Here in the UK, I get automatic text reminders with details of how to cancel if I need to, rather than a request to confirm: it can be mildly irritating, since appointments aren’t usually that far in advance, so the reminder 48 hours before the appointment may come not much longer after I made it, and I’m usually organised enough to have put a reminder on my phone anyway. But it’s pretty minor as irritations go.
I suppose it’s all a matter of judgment for them as to whether any particular method reduces no-shows and time-wasters. Suggestions are periodically revived that there should be a charge if you fail to turn up to an appointment, but successive governments always shy away from the idea - not least because the doctors themselves tend not to be too keen on the idea, and it’s probably not worth the political row.
I know folks have chided the OP already, but FFS…First World Problems or what??
You have access to the best medical care in the whole world, and you’re irritated that they want you to confirm a fucking appointment? An appointment that those in most parts of the world would be nigh on impossible to get for most people??
S’cuse me while I go have a drink of water from a real tap, with safe water, and then go have a crap in a real toilet without having to use my hand to wipe my arse!
Most health insurance won’t pay for no-show appointments. And most patients won’t pay bills for services they don’t actually receive.
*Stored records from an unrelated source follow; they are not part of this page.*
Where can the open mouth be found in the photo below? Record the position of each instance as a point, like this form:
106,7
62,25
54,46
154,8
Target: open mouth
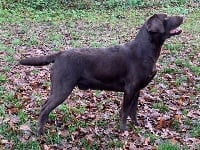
175,31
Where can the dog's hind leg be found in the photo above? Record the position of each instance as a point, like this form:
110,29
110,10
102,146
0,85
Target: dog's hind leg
133,108
58,95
Some of us are honest enough to admit we goofed & pay our library book fines. Apparently many people aren’t. So a provider trying your tactic is simply creating an uncollectible bill or *de facto *firing the patient. Not sound business when less costly and less drastic solutions can be tried first. i.e. reminders.
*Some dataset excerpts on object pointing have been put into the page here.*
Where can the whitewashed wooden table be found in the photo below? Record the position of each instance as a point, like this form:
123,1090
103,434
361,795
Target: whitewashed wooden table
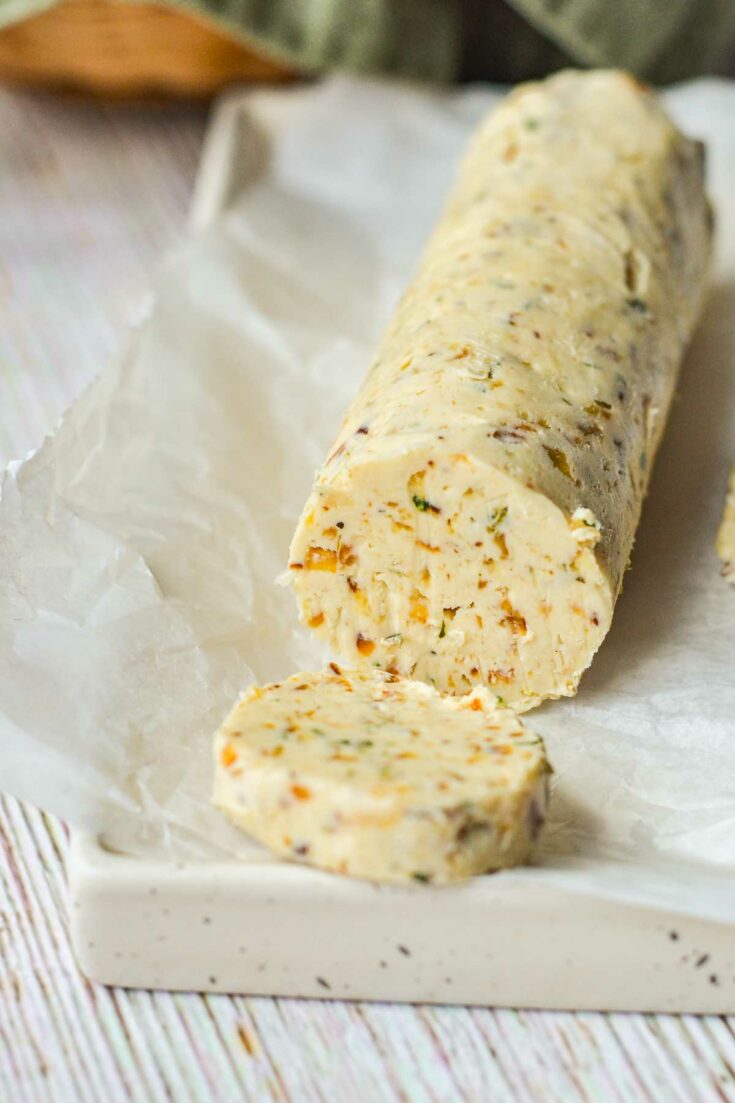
89,199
The collective cost of our collective assholishness is huge. Truly huge. This is just one more drop in that very large bucket.
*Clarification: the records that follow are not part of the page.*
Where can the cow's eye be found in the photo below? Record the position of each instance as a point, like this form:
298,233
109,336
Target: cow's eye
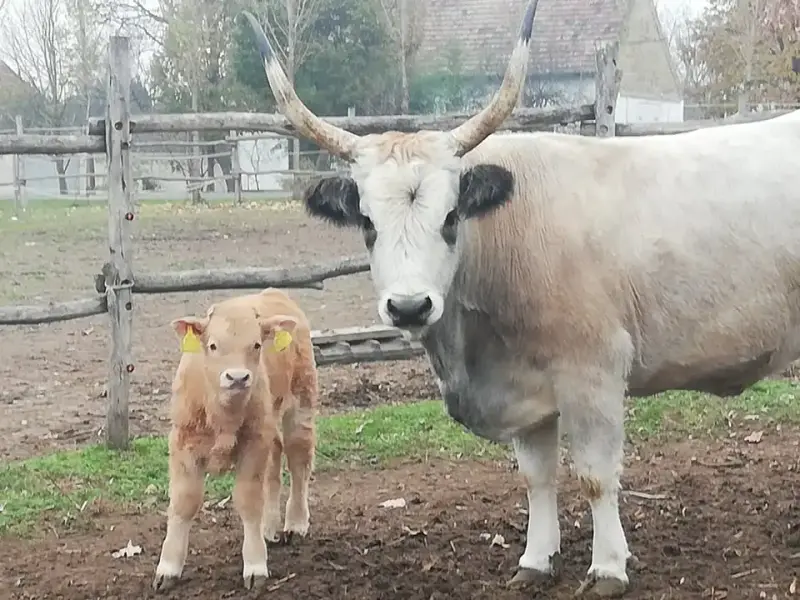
370,235
450,227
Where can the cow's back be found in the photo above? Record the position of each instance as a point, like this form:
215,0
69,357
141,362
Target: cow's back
685,244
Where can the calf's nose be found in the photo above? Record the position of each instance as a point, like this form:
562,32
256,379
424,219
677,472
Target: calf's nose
236,377
409,310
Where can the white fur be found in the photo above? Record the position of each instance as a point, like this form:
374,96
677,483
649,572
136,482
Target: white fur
537,457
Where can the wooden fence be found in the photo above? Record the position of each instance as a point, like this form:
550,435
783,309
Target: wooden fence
118,282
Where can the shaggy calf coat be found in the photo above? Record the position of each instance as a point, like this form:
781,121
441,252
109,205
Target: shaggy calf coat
247,365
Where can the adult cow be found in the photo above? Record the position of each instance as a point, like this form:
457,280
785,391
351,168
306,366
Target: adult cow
548,275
My dentist has an interesting approach to no shows. She has a $75 “paperwork/new record fee” for new patients, which she typically waives. If you no-show/no-call she drops you from her active patient list. To be reinstated, there is the $75 fee, which is not waived.
Some people will not mind paying for a no show, I am sure.
But nearly everyone else does.
I tried penalizing people for no shows early on, that was a mistake, it just created some bad will and lost me some clients. They did not seem to care that I had turned away other clients to keep their appointment open, that I had employees to pay to stand around, that their action directly cost me money.
So being persistent about reminders, and scheduling problem clients in non-critical times (like afternoons, if you don’t show up then I can just send people home early) saves me quite a bit of money and hassle. Trying to get people to pay for missed appointments just makes everyone angry.
I have considered doing exactly that, as there are quite a number of people that have issues showing up for an appointment they just made.
I’ll have someone call in the morning, and forget abut their appointment by 1pm. I’ll have someone call in the evening, and forget about their appointment by their scheduled 8am appointment the next day. There are sometimes when it’s even stupider than that, when they will call at 10, make an appointment for 11, then forget. They call back in the afternoon, wanting to reschedule.
They don’t know the difference between you and someone who will not show up for their appointment, and making assumptions like that could get them into trouble. It’s easiest to just have a blanket system, and have everyone get reminded.
My wife is a physical therapist. Her smallish office of 2 full time and one part time PT’s averages 1-2 no shows/no calls PER DAY. That means 30 minutes to 2 hours of down time for a PT, depending on the appointment type, since people without an appointment don’t just drop in to the PT office and wait for an opening. There’s no such thing as “emergency PT”. Overbooking is a heinous option that results in long waits and makes no one happy.
They must do everything possible to remind and encourage people to keep their appointments, or they go out of business. It’s that simple - and if it weren’t a real problem you wouldn’t get confirmation requests.